The major provisions are:
Protected classes. The final rule contains an exception to the requirement that Part D sponsors include all Part D drugs in these protected classes on their formularies: (1) antidepressants; (2) antipsychotics; (3) anticonvulsants; (4) immunosuppressants for treatment of transplant rejection; (5) antiretrovirals; and (6) antineoplastics. The exception permits the use of prior authorization and step therapy for new starts (i.e., enrollees initiating therapy) — including confirming the use is for a protected-class indication. This applies to all protected classes except antiretroviral medications. According to CMS, the exception permits indication-based formulary design and utilization management for new starts in the applicable classes, and Part D sponsors can exclude a protected-class drug that is being used for non-protected class indications.
E-Prescribing and the Part D Prescription Drug Program. The final rule updates Part D E-Prescribing standards to require Part D sponsors to implement an electronic real-time benefit tool (RTBT) capable of integrating with at least one prescriber’s electronic prescribing (eRx) system or electronic health record (EHR), in order to provide prescribers complete, accurate, timely and clinically appropriate patient-specific real-time formulary and benefit (F&B) information (including cost, formulary alternatives and utilization management requirements). This must be in place by January 1, 2021, but CMS is encouraging plans to start implementation now.

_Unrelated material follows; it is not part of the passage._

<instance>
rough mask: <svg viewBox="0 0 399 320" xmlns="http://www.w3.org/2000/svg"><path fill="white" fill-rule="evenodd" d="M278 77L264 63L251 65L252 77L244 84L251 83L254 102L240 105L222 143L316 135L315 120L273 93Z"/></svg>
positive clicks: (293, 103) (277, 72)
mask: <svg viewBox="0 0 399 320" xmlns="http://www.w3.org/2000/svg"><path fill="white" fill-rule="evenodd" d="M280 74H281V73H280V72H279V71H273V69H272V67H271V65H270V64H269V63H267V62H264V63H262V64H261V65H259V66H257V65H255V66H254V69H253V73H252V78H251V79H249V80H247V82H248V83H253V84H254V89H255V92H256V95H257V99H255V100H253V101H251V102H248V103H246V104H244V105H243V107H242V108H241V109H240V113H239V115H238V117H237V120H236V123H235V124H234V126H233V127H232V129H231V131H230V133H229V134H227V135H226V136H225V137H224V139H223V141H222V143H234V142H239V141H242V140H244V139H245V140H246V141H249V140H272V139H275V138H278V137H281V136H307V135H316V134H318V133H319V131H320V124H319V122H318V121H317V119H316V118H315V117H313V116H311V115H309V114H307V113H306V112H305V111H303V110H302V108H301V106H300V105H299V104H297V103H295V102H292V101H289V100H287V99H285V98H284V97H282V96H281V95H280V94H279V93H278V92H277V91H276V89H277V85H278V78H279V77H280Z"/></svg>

Medicare Advantage and Step Therapy for Part B Drugs. The final rule provides requirements under which Medicare Advantage plans may apply step therapy as a utilization management tool for Part B drugs. CMS notes that utilization management tools such as step therapy enhances the ability of Medicare Advantage plans to negotiate drug costs and can also benefit taxpayers and Medicare Advantage enrollees through lower per unit costs or less overall cost for Part B drugs, while maintaining access to medically-necessary covered drugs. The rule adopts new adjudication timeframe requirements for organization determinations and plan reconsiderations related to requests for Part B drugs.